The main technical difficulty of this piece is playing the uninterrupted right hand arpeggios, including the swift position changes, in legato powerfully and accurately at the suggested tempo (quarter = 176) without straining the hand. The momentum of the motion has to be transferred by the outer hand and the fifth finger to the accentuated top notes. French pianist Alfred Cortot (1877–1962) states that the first difficulty to overcome is "stretch and firmness in shifting the hand over nearly the whole length of the keyboard." Exercises introduced by Cortot, Gottfried Galston and Alfredo Casella deal mostly with stretch and anticipation of position changes. Ferruccio Busoni in his Klavierübung introduces an exercise for two hands in contrary motion, somewhat reminiscent of Leopold Godowsky. Australian pianist Alan Kogosowski warns against straining the right hand by constant overstretching.

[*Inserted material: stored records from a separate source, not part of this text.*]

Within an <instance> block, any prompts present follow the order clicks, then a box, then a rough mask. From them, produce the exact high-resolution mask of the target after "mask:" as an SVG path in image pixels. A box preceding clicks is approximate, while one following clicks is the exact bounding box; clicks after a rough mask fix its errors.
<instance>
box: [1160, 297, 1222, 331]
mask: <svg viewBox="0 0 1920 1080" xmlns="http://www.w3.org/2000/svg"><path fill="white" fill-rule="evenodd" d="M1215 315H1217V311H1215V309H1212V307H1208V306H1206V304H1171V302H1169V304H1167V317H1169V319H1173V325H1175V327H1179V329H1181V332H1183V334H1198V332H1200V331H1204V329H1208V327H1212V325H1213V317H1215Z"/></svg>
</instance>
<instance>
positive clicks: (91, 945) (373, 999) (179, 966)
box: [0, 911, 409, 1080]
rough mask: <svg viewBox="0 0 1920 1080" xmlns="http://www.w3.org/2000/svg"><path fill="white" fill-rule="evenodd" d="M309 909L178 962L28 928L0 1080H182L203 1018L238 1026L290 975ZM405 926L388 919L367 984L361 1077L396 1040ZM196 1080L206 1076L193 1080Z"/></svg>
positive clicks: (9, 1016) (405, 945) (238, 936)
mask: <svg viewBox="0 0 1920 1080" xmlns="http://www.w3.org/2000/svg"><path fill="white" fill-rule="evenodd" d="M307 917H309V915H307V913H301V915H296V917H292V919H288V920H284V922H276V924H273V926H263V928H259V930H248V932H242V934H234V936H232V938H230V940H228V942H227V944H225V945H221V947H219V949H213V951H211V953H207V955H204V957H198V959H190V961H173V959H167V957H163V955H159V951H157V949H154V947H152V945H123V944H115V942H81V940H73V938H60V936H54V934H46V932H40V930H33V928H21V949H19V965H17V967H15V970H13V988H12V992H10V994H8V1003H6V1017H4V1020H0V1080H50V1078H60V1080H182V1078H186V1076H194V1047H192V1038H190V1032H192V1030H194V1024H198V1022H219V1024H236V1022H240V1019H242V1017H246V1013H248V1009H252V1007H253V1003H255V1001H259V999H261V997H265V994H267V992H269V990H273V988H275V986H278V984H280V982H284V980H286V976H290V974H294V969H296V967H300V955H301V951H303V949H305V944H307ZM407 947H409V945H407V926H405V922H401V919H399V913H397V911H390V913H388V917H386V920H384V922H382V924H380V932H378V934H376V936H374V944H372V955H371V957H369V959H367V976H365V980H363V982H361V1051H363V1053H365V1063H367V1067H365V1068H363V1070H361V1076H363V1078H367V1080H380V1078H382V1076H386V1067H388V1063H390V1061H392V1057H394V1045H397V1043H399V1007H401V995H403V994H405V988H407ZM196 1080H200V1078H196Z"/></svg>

To avoid strain, the first note of the position "must be released like a hot potato," and the hand "should move quickly and laterally, without stretching, from the first note to the next note and the next position."

==Paraphrases==

Leopold Godowsky's 53 Studies on Chopin's Études include two versions. The first one arranges the sixteenth notes arpeggios for both hands in contrary motion and changes the time signature to 3/4. The second version in D♭ major gives two voices to be played entirely with the left hand alone. The time signature is 2 × 4/4.

Friedrich Wührer inverts the hands in his arrangement, giving the arpeggios to the left hand.

In 1978, Keith Emerson used the first eight bars as the basis for "Love at First Sight" on Love Beach by Emerson, Lake & Palmer. After Emerson performs the introduction on the piano, the rest of the band joins him using Chopin's harmonic structure for their song.